A Friend to Nature is a beautifully illustrated compendium of ideas and activities for connecting with nature, all centred around the theme of friendship. Near the start of the book, children are invited to take ‘The Friendship Pledge’ by committing to listen, care, share, respect and stand up for nature.
Each chapter focuses on a different aspect of friendship and is packed full of short, easy and fun activities, such as taking a bark rubbing, hunting for mini-beasts or cloud-spotting, as well as more extensive projects, such as building a nest box, making a mini pond and sowing a wildflower meadow.
The book also includes ideas on how to care for wildlife and wild places, whether that’s through litter-picking, recycling, fundraising or campaigning for change. The closing chapter focuses on what nature will give children in return if they take the time to get to know and protect her, as after all, friendship flows both ways.
Along with practical ideas, A Friend to Nature is interspersed with inspirational poems, quotations and scientific information. There’s a beautiful annotated drawing of the parts of a flower, an illustration of the lifecycle of a butterfly and a guide to telling a frog from a toad. I was pleased to see the inclusion of the Countryside Code, something which I believe should be taught in schools, as well as profiles of real-life young nature heroes.

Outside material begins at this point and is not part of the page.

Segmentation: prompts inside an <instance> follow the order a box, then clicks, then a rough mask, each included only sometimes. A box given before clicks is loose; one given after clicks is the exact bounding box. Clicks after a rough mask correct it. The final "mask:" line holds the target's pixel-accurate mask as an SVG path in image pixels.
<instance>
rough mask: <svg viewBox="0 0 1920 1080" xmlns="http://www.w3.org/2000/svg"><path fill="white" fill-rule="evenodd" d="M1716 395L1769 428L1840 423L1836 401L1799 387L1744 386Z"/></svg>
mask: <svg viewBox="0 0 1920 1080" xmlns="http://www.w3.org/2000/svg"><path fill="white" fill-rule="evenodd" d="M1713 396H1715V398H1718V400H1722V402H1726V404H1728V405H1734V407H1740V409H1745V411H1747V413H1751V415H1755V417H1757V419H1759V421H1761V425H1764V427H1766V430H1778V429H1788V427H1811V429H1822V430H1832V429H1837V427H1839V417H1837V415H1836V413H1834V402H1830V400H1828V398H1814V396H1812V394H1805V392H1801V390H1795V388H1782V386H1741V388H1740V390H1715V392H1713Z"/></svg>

There are some genuinely unusual ideas here. I particularly love the sound of taking children on a ‘story walk’ on which they make up a story about the wild things they encounter along the way. I also love the way that the book empowers children to think of ways in which they can change the way their families live to help the planet, whether that’s asking to try out more meat-free meals or leaving the dandelions to grow on the lawn.
Humankind has not been a good friend to nature over the last one hundred years or so. In fact, we’ve destroyed nearly half of the wildlife on Earth. Meanwhile, over the last few decades, children have become increasingly disconnected from nature. This spells more trouble for wildlife, as David Attenborough said: “No one will protect what they don’t care about; and no one will care about what they have never experienced”. This little book makes a good first step towards healing the rift.